Page Six honcho Richard Johnson, who resides in Hampton Bays, was among the first to arrive. He looked like he had just walked out of a screening of "The Sorrow and the Pity." "That was the longest beheading scene ever!" he said. Johnson was accompanied by his hobbledehoy son and a svelte blond nanny who wasn't much older but was suspiciously beautiful. Richard sat in the backyard garden, which is kind of like the kiddie table at the seder.

A table of beautiful Argentinean models sat at table 17. Among them was Delfina Blaquier, the wife of star polo player Ignacio "Nacho" Figuera, the polo player. They hadn't seen the movie either. But we all agreed to say that it was "action-packed."

D.Scho was chatting with Sandra Ripert, the saucy wife of Le Bernardin's Eric Ripert. "Oh my God, he was calling me during the whole movie!" Sandra said. "He's in Aspen being a judge for 'Top Chef!'" Talk turned to the breakup of "Top Chef" hostess Padma Lakshmi and Salman Rushdie. "I knew the marriage was on the rocks," Sandra said. "We sat next to them during the Beard dinner. Padma was all like, 'What party are we going to hit up next?' and Salman said, 'We're not going to any parties. It's late!'"

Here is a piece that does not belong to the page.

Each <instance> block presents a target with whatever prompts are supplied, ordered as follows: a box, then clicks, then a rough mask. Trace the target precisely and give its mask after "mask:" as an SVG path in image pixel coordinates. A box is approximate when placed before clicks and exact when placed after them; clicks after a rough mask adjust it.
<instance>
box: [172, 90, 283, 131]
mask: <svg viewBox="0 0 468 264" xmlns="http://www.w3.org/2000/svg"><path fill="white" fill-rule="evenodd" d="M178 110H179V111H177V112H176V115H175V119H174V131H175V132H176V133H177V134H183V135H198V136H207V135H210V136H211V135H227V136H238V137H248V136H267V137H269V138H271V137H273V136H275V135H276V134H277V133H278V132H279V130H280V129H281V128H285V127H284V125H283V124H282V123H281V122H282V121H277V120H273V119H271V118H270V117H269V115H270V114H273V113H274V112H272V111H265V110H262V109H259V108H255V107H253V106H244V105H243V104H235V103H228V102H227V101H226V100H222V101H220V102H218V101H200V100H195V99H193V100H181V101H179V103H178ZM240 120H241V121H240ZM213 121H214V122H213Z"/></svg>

Inside, Rick and Kathy Hilton had some salmon. And then we saw Julia Allison approach the table. But as the blur of cleavage and brown hair got closer, we realized it wasn't her at all, but instead her somewhat classier and more successful doppleganger, ABC News correspondent Gigi Stone. She was trying to work up the nerve to say something to Zucker. He was chatting with some old people a few tables away. "I know we have a special connection," she said. "But he is the boss of my rival station." They don't call them stations anymore though. Her breasts were large and overwhelming and pushed up. They would have been at Zucker's eye level.